Вернулись они на КП в сумерки. В. Е. Макаров направился к себе в политуправление, а И. Д. Черняховский прямо в штаб: его волновал правый фланг фронта.

— Как дела у Крылова? — поздоровавшись, спросил он генерала Покровского.

— Крылов успешно форсирует Неман. Алешин доложил, что Гитлер объявил Неман на участке Каунас — Алитус воротами в Восточную Пруссию и приказал фельдмаршалу Моделю любой ценой удержать в своих руках Неман. Сюда уже двинуты из глубины значительные резервы.

— Ясно, Александр Петрович, одно: надо срочно разобраться.

Генерал армии Черняховский всегда в большой или малой операции определял главное ее звено. Здесь, по его мнению, главным звеном был Каунас.
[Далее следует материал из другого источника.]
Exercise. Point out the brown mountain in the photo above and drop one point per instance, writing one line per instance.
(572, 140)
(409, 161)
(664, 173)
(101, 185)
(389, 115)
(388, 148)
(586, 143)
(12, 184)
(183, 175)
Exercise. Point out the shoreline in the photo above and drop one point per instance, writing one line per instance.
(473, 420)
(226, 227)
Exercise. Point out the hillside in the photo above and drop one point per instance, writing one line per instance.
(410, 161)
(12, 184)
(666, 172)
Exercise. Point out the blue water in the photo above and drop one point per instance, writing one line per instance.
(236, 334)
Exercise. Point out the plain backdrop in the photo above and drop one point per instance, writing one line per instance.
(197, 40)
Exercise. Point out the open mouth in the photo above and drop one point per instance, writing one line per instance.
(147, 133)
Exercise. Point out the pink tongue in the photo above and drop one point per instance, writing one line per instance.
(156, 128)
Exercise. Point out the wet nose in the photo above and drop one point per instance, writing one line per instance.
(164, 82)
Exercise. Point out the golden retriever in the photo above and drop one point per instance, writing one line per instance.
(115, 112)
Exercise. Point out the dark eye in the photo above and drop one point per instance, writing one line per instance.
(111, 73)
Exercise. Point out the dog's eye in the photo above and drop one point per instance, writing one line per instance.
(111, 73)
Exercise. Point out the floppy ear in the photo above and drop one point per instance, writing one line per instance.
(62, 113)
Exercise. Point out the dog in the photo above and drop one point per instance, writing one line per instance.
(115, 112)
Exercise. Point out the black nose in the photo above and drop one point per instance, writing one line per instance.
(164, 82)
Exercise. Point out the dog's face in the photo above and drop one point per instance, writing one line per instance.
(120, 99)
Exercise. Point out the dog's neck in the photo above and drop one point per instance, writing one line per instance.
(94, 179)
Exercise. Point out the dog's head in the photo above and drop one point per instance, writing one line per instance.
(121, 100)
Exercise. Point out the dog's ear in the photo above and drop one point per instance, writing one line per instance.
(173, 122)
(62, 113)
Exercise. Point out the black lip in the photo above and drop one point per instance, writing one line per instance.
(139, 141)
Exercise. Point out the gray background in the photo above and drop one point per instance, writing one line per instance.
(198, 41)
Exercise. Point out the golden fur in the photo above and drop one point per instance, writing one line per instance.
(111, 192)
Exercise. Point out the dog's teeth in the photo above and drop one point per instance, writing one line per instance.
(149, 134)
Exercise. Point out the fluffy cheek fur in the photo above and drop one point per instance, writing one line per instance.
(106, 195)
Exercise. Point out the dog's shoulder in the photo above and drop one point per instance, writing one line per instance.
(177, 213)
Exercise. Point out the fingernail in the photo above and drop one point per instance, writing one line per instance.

— Меня, Александр Петрович, страшит не крепость Каунаса, а ее форты, на которые опирается вся оборона города. Следовательно, брать его в лоб нельзя, — и он решительно провел на карте от фронтон 39-й и 5-й армий две красные стрелы, охватившие Каунас с севера и юга. Причем южную стрелу 5-й армии загнул посильнее. Этой армии он отводил главную роль в окружении и разгроме каунасской группировки. Затем, не теряя времени, связался по ВЧ с командармами и поставил перед ними задачи на всю глубину операции. А к генералу Крылову поехал сам. И там, на КП армии, они рассмотрели все то, что касалось подготовки и организации наступления.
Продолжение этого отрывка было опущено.